On July 14, 2023, the Court issued a letter decision denying the request by certain Defendants for leave to file a motion for summary judgment and Plaintiff’s request to seek pretrial adjudication of its motion for partial judgment on the pleadings.
After extensive arm’s-length negotiations facilitated by the Mediator, and following a mediator’s proposal, the Parties reached an agreement in principle on a global settlement of the Action that was memorialized in a binding term sheet executed by the Parties on August 29, 2023 (the “Settlement Term Sheet”). The Settlement Term Sheet set forth, among other things, the Parties’ global agreement to settle and release all claims against Defendants in the Action in return for a total payment of $45,400,000 (United States Dollars) in cash and certain amendments to the Second Amended Investor Rights Agreement and the Cloudmed Investor Rights Agreement, subject to certain terms and conditions and the execution of a customary “long form” stipulation and agreement of settlement and related papers.

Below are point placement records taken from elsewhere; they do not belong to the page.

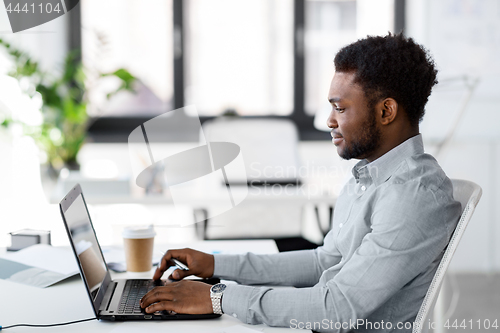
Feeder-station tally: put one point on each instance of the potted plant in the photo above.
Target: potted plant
(64, 108)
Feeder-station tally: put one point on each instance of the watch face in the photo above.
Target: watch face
(218, 288)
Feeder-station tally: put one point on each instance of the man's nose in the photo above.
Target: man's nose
(331, 122)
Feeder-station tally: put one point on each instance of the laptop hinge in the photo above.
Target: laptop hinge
(109, 296)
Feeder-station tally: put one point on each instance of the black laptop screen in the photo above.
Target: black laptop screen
(85, 244)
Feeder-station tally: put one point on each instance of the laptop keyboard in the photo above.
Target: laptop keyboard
(132, 294)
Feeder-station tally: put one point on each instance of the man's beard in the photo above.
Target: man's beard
(365, 143)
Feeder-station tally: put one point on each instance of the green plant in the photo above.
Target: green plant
(64, 109)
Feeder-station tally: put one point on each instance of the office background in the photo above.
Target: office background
(275, 59)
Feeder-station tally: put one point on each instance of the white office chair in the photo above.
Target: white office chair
(468, 194)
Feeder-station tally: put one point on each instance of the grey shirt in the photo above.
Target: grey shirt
(391, 223)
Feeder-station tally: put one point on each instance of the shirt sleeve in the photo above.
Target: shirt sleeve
(407, 236)
(294, 268)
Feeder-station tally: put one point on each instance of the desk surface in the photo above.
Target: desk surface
(68, 301)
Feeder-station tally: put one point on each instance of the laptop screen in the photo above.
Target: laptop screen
(85, 244)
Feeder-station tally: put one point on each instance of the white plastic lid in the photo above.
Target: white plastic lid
(139, 232)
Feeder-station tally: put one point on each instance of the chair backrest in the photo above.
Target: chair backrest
(468, 194)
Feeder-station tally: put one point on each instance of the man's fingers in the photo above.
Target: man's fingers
(165, 262)
(156, 295)
(163, 305)
(179, 274)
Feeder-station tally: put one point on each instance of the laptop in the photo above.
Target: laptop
(116, 300)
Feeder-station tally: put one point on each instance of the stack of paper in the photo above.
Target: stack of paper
(39, 265)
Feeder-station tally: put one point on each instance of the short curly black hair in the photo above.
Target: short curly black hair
(391, 66)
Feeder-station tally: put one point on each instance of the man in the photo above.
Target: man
(392, 220)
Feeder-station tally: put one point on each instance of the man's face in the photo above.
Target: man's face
(353, 123)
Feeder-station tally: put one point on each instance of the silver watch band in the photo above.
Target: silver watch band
(217, 303)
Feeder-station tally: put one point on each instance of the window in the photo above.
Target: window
(330, 25)
(258, 57)
(135, 35)
(239, 55)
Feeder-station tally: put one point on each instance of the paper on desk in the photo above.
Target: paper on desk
(46, 257)
(39, 265)
(184, 326)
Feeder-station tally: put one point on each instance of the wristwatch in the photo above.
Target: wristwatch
(216, 295)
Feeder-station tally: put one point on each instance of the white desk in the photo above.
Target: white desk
(68, 301)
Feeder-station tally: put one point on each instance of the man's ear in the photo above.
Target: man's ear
(388, 110)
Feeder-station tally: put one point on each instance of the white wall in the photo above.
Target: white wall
(464, 38)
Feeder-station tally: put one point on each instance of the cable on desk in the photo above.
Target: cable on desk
(47, 325)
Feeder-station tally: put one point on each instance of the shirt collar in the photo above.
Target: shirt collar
(383, 167)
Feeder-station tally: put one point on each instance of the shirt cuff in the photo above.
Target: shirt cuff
(235, 300)
(224, 265)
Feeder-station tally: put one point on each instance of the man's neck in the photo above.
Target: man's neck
(391, 142)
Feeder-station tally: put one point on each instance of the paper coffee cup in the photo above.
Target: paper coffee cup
(138, 243)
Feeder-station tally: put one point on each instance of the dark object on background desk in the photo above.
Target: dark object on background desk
(27, 237)
(294, 244)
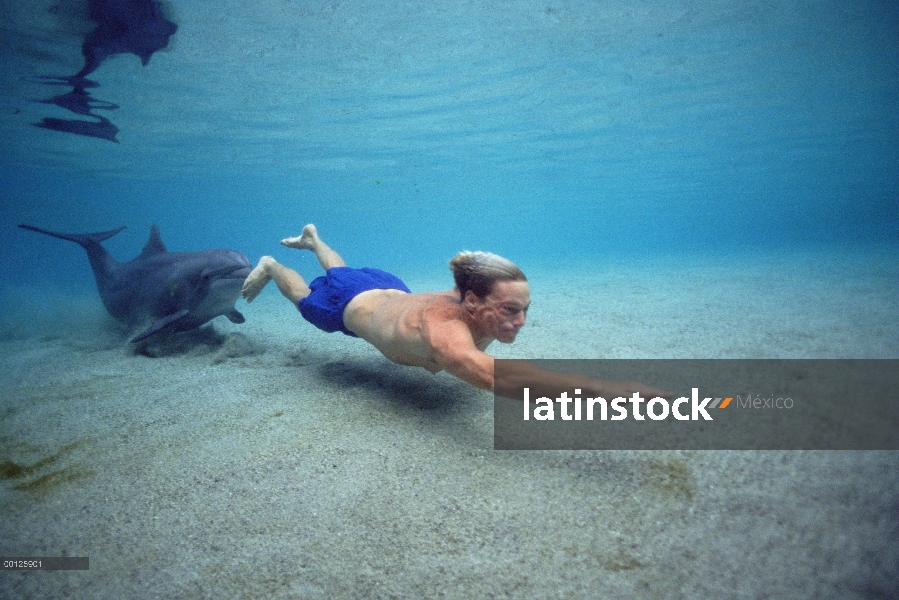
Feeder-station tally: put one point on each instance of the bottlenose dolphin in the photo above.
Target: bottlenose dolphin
(177, 290)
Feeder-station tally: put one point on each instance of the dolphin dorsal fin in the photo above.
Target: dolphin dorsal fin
(154, 244)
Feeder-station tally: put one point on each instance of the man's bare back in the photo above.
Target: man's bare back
(438, 330)
(403, 326)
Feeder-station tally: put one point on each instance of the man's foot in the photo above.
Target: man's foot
(257, 279)
(307, 241)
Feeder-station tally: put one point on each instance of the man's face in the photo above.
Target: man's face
(505, 309)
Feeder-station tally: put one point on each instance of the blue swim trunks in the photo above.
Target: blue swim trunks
(323, 307)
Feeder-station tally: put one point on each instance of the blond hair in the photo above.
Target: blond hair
(478, 271)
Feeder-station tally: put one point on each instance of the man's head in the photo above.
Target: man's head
(493, 291)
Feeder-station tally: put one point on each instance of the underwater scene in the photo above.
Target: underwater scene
(675, 180)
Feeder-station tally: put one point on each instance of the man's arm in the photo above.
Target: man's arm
(454, 350)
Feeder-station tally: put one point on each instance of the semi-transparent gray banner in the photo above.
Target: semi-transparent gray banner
(716, 405)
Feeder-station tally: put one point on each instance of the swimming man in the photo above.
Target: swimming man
(438, 330)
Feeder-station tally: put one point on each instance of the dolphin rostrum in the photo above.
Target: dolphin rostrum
(177, 290)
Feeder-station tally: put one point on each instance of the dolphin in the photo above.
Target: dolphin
(177, 290)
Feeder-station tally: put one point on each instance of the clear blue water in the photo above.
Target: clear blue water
(549, 132)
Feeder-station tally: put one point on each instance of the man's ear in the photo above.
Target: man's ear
(471, 299)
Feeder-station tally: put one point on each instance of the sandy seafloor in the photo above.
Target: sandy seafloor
(271, 460)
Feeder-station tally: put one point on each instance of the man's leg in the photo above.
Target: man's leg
(288, 281)
(309, 240)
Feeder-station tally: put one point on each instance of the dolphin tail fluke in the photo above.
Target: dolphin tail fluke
(84, 239)
(102, 263)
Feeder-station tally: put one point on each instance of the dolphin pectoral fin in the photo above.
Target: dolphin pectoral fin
(159, 324)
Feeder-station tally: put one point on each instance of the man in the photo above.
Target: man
(438, 330)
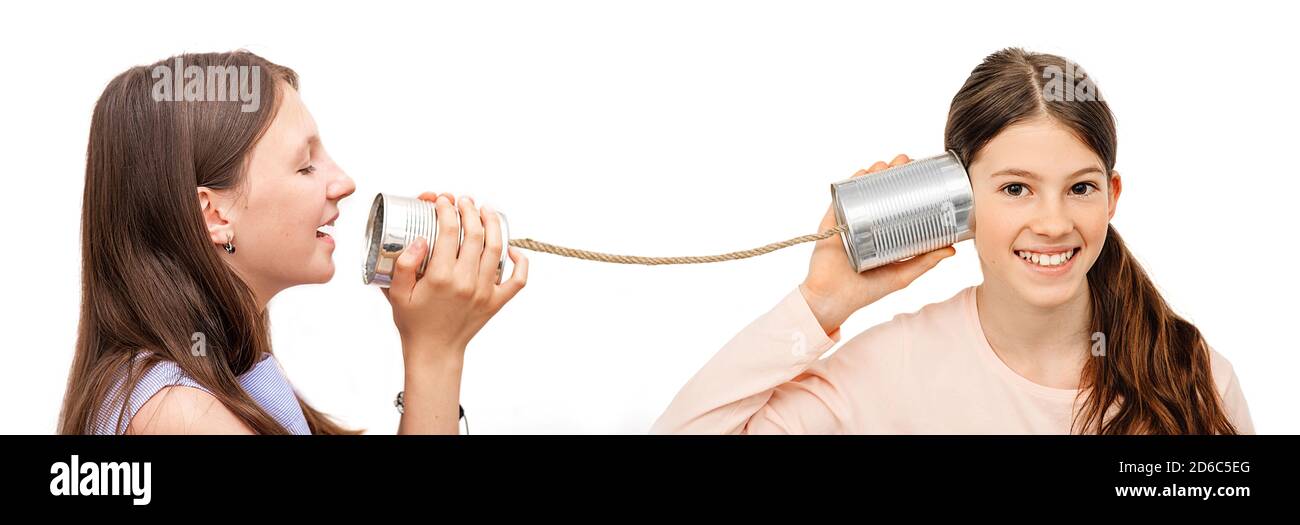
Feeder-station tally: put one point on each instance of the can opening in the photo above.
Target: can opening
(373, 231)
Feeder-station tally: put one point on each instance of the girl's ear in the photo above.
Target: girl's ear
(217, 221)
(1114, 185)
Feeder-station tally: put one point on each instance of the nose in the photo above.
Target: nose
(1051, 218)
(341, 186)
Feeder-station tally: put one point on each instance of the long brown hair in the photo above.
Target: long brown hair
(151, 277)
(1155, 377)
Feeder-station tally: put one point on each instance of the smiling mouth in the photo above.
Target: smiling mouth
(1048, 260)
(326, 230)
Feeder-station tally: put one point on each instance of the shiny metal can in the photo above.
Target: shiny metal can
(395, 222)
(904, 211)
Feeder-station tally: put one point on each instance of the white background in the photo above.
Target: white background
(659, 129)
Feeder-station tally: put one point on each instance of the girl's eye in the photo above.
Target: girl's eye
(1082, 189)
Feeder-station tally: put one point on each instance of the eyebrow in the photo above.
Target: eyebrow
(1017, 172)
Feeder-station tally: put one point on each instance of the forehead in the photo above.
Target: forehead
(1041, 146)
(293, 124)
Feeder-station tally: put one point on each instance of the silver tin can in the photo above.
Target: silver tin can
(904, 211)
(395, 222)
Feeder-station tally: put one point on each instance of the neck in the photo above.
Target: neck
(1047, 345)
(261, 291)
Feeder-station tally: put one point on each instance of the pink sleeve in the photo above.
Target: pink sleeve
(761, 381)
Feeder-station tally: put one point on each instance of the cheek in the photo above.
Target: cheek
(996, 228)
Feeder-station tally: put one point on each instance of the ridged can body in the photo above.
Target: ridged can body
(904, 211)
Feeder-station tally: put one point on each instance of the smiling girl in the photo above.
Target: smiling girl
(1066, 334)
(195, 215)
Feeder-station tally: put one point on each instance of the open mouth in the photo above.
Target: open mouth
(1054, 260)
(325, 231)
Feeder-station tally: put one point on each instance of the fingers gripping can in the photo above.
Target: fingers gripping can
(904, 211)
(395, 222)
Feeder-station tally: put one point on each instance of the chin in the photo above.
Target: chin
(320, 273)
(1049, 295)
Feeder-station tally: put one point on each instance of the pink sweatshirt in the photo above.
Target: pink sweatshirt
(930, 372)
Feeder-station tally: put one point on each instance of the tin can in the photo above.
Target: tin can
(904, 211)
(395, 222)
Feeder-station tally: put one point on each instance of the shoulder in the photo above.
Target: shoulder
(1223, 373)
(1230, 393)
(945, 319)
(185, 409)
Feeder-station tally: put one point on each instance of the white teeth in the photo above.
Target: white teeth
(1044, 259)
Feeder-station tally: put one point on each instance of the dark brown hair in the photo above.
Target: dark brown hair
(151, 276)
(1155, 377)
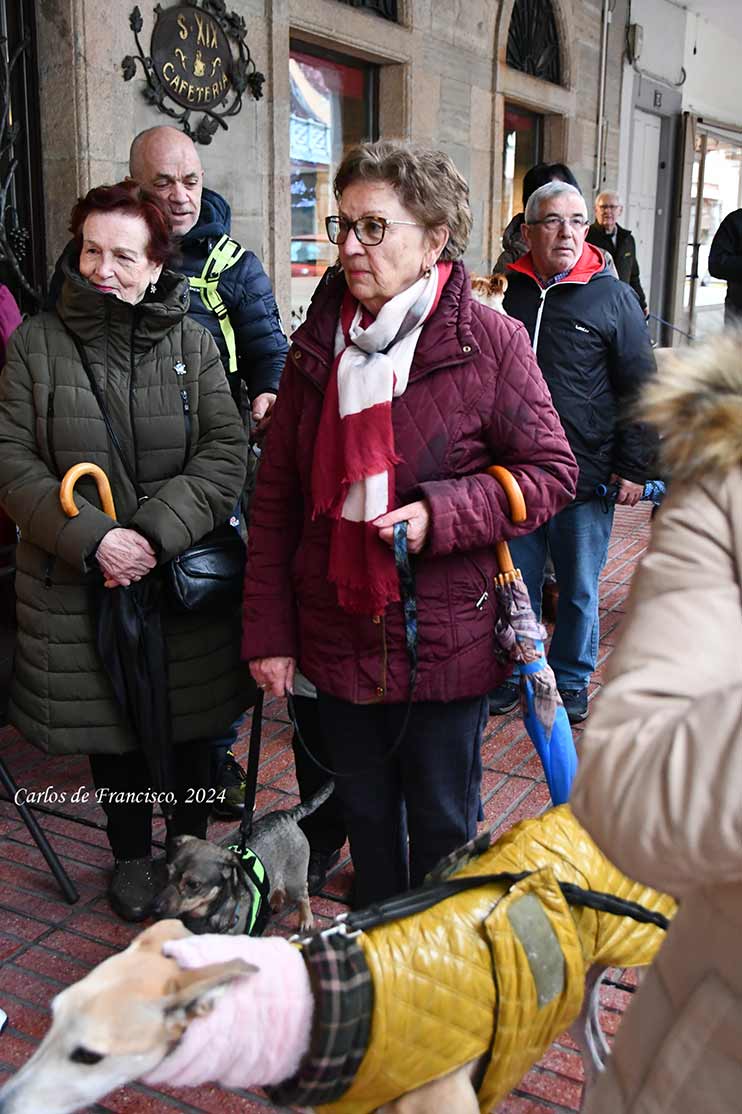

On August 30, 2023, the Parties informed the Court regarding the agreement in principle to settle the Action and agreed to suspend all upcoming deadlines in the Action.
After additional negotiations regarding the specific terms of their agreement, the Parties entered into the Stipulation on September 27, 2023. The Stipulation, which reflects the final and binding agreement between the Parties on the terms and conditions of the Settlement and supersedes the Settlement Term Sheet, can be viewed on this website.
On October 2, 2023, the Court entered a Scheduling Order directing that notice of the Settlement be provided to potential Class Members and current R1 stockholders, and scheduling the Settlement Hearing to, among other things, consider whether to grant final approval to the Settlement.